Son avocat, Wolf Molkentin, était présent dans le prétoire mais n’a fait aucune déclaration aux journalistes. Cette fuite, qui selon le magazine Der Spiegel avait été annoncée par l’accusée dans une lettre adressée au président de la Cour, a suscité la consternation, notamment du président du Centre Simon Wiesenthal qui traque les nazis encore en vie.
«Suffisamment en bonne santé pour fuir, suffisamment en bonne santé pour aller en prison!», a twitté Efraim Zuroff.
«Cela montre un mépris pour les survivants et l’Etat de droit», a réagi Christoph Heubner, le vice-président du Comité Auschwitz. «Même si cette femme est très âgée, le tribunal n’aurait-il pas pu prendre des précautions?» s’est-il interrogé. Jusqu’ici, les quatre anciens gardes ou employés de camps nazis condamnés depuis dix ans en Allemagne s’étaient tous assis dans le box des accusés.
Seule femme impliquée dans le nazisme à être jugée depuis des décennies en Allemagne, Irmgard Furchner ne s’est pas exprimée sur les faits qui lui sont reprochés avant son procès. Un centenaire, ex-gardien du camp nazi de Sachsenhausen, doit également être jugé à partir de jeudi prochain, près de Berlin.
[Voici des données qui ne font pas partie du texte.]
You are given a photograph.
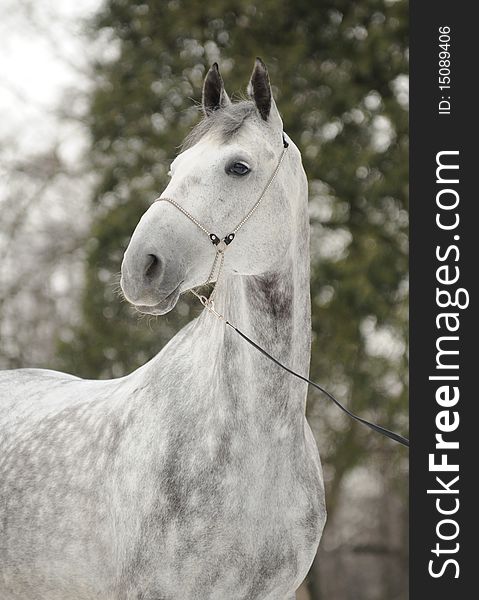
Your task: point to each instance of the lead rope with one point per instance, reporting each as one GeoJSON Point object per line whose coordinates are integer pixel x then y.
{"type": "Point", "coordinates": [215, 273]}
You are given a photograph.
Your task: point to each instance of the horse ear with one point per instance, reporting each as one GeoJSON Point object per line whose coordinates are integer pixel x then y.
{"type": "Point", "coordinates": [259, 89]}
{"type": "Point", "coordinates": [214, 94]}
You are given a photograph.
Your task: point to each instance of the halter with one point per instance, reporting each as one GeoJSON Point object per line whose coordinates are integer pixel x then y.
{"type": "Point", "coordinates": [222, 244]}
{"type": "Point", "coordinates": [216, 269]}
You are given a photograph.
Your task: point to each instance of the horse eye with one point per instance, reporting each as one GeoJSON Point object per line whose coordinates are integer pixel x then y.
{"type": "Point", "coordinates": [238, 168]}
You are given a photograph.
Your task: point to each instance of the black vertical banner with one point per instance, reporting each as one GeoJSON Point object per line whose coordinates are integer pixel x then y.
{"type": "Point", "coordinates": [443, 306]}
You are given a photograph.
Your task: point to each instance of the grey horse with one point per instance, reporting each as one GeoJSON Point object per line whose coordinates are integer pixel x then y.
{"type": "Point", "coordinates": [196, 477]}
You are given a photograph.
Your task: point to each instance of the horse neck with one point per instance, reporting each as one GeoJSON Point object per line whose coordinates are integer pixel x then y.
{"type": "Point", "coordinates": [274, 311]}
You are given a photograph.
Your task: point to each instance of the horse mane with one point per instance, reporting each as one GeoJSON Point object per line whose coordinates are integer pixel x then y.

Jamais encore l’Allemagne, qui a longtemps montré peu d’empressement à retrouver ses criminels de guerre, n’avait jugé d’aussi vieux nazis.
Agée au moment des faits de 18 à 19 ans, Irmgard Furchner, qui vit dans une résidence pour personnes âgées près de Hambourg, doit être jugée par une Cour spéciale pour jeunes pour «complicité de meurtre dans plus de 10’000 cas», selon le parquet.
Détenus
L’accusation lui reproche d’avoir participé au meurtre de détenus dans le camp de concentration de Stutthof, dans la Pologne actuelle, où elle travaillait en tant que dactylographe et secrétaire du commandant du camp, Paul Werner Hoppe, entre juin 1943 et avril 1945. Dans ce camp proche de la ville de Gdansk (Dantzig à l’époque) où périrent 65’000 personnes, «des détenus juifs, des partisans polonais et des prisonniers de guerre soviétiques» ont été systématiquement assassinés, a rappelé le parquet.
L’avocat Christoph Rückel, qui représente depuis des années des survivants de la Shoah, a assuré sur la chaîne régionale publique de télévision NDR, qu’elle avait «tapé à la machine les ordres d’exécution et de déportation et apposé ses initiales». A l’issue d’une longue procédure, la justice avait estimé en février que la nonagénaire était apte à comparaître malgré son grand âge.
Les auditions, prévues pour s’étaler jusqu’en juin 2022, devraient se limiter à quelques heures. Septante-six ans après la fin de la Deuxième Guerre mondiale, la justice allemande continue de rechercher d’anciens criminels nazis encore en vie. Huit dossiers impliquant d’ex-employés des camps de Buchenwald et de Ravensbrück notamment, sont actuellement examinés par différents parquets allemands, a dit à l’AFP l’Office central pour l’élucidation des crimes du national-socialisme.
Quelque 4000 femmes ont été gardiennes dans les camps de concentration, d’après des historiens. La jurisprudence de la condamnation en 2011 de John Demjanjuk, un gardien du camp de Sobibor en 1943, à cinq ans de prison ferme permet désormais de poursuivre pour complicité de dizaines de milliers d’assassinats n’importe quel auxiliaire d’un camp de concentration, du garde au simple comptable.